La pena del contrappasso ai writer che imbrattano i muri di Milano

Il Comune di Milano ha forse trovato la ricetta per arginare il dilagare dei graffiti che in modo quasi virale imbrattano i muri della città. Milano è infatti da tempo stata messa nel mirino da writer che vengono anche dall’estero, tanto da essere diventata la capitale del graffitismo vandalico. «Chi imbratta o danneggia i muri sa, o dovrebbe sapere, che commette un reato ed è giusto che risarcisca la comunità», aveva detto il sindaco Giuliano Pisapia nel 2012, riprendendo il modello messo in atto da un avversario politico della Giunta che l’aveva preceduto: Letizia Moratti. In sostanza, chi viene sorpreso con bombolette e vernici o paga una multa di 450 euro, oppure si adegua a svolgere lavori socialmente utili a favore del Comune. La Procura di Milano ha chiuso 190 procedimenti: a 63 graffitari, Comune e magistratura è stato accordato il percorso di “riabilitazione” (su 207 graffitari denunciati e indagati). Il realtà l’idea risale a due muralisti messi sotto processo nel 2007, che, condannati a pagare una super multa, chiesero al giudice di potere risarcire con il lavoro il danno fatto. Il giudice aveva dato l’ok, e l’allora assessore De Corato prese l’idea per cercare di mettere in riga i writer selvaggi.

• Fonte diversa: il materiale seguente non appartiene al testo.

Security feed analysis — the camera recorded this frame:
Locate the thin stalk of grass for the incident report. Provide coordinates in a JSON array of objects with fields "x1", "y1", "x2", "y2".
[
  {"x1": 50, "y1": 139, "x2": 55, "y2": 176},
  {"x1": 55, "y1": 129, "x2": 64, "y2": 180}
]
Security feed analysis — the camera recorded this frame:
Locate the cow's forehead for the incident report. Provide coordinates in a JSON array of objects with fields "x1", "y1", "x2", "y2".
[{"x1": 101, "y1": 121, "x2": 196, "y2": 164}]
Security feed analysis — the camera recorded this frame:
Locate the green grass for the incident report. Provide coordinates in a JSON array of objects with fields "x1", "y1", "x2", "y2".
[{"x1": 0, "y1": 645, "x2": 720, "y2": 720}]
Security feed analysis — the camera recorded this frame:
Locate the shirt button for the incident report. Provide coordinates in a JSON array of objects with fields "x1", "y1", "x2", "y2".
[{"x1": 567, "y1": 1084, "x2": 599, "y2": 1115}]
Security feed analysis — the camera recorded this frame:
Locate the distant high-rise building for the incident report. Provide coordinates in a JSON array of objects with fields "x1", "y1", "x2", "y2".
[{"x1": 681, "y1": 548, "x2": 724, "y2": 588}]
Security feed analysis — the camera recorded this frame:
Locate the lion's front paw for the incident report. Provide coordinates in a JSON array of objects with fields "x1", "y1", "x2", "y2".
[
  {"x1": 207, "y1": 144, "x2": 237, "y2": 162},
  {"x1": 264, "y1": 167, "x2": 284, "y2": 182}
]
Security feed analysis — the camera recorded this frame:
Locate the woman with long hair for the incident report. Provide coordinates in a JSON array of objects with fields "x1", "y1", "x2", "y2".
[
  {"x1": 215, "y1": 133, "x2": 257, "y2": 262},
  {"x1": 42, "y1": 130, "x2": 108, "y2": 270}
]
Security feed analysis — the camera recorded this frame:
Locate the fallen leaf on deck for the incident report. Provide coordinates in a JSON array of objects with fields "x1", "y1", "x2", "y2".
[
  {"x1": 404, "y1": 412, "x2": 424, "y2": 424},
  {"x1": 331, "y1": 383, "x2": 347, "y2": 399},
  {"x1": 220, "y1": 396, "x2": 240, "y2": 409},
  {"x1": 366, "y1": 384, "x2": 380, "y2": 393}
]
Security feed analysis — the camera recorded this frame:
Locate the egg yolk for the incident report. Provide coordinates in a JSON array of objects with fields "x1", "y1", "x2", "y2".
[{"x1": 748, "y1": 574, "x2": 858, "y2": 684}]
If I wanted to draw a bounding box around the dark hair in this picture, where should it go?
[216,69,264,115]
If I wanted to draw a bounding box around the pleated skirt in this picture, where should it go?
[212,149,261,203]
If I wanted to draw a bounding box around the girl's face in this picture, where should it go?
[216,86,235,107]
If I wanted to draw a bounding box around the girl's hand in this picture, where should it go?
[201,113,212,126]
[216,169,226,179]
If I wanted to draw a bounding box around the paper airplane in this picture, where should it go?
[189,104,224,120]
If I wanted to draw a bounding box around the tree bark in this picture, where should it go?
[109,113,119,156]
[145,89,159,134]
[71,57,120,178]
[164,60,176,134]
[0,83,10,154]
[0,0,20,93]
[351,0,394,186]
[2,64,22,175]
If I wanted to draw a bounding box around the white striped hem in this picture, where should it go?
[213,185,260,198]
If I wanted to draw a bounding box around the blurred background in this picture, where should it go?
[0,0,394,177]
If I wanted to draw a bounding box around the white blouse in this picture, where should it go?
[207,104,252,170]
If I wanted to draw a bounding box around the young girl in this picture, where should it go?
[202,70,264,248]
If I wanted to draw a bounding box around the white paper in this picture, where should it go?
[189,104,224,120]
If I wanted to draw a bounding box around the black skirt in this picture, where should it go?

Ma quell’assessore di centro destra non era arrivato a decidere con la durezza adottata invece dalla giunta arancione di Pisapia. Innanzitutto, sono state aumentate le multe, portate a 450 euro (che vanno ad aggiungersi alle eventuali multe stabilite dal giudice al processo: l’imbrattamento è considerato reato in base all’art. 639 del Codice Penale, che prevede la pena da euro 258 a euro 2.582 o la pena della permanenza domiciliare da 6 giorni a 30 giorni). In secondo luogo, l’avvocatura comunale ha cambiato la tipologia di reato, arrivando a contestare per la prima volta anche l’associazione a delinquere contro un gruppo di writer. Dopo aver alzato il tiro è stata formalizzata la proposta alternativa già sperimentata da De Corato. In sostanza, dal momento in cui si chiudono le indagini, al ragazzo viene spiegato che, se collabora, sarà messo in contatto con i servizi educativi per un lavoro socialmente utile e, solo alla fine, dopo le verifiche, il Comune darà il proprio assenso a un patteggiamento al minimo della pena, con la «non menzione» (significa che il precedente non comparirà al casellario giudiziale). La possibilità vale solo per la prima condanna. Se ci si ricasca, non ci sono più alternativa al pagamento delle multe.
Ma cosa sono chiamati a fare i writer per rendersi socialmente utili? Ad esempio, un ufficio comunale di sette piani completamente imbiancato dai writer, che quindi hanno potuto mettere le loro “competenze” a servizio della comunità cittadina. Altri sono chiamati a risarcire i soggetti colpiti con le loro bombolette, che nella maggior parte dei casi sono l’Atm – l’Azienda dei trasporti – e le ferrovie. I treni sono infatti i bersagli preferiti: 15 giorni fa un writer arrivato dalla Russia aveva perso la vita perché non si è accorto di un altro treno in arrivo. In tutto, le ore prestate dai primi 63 ragazzi che hanno patteggiato questo risarcimento alternativo alla pena, sono state ben 11mila. Con le vernici sporcano, e con le vernici rimettono a nuovo.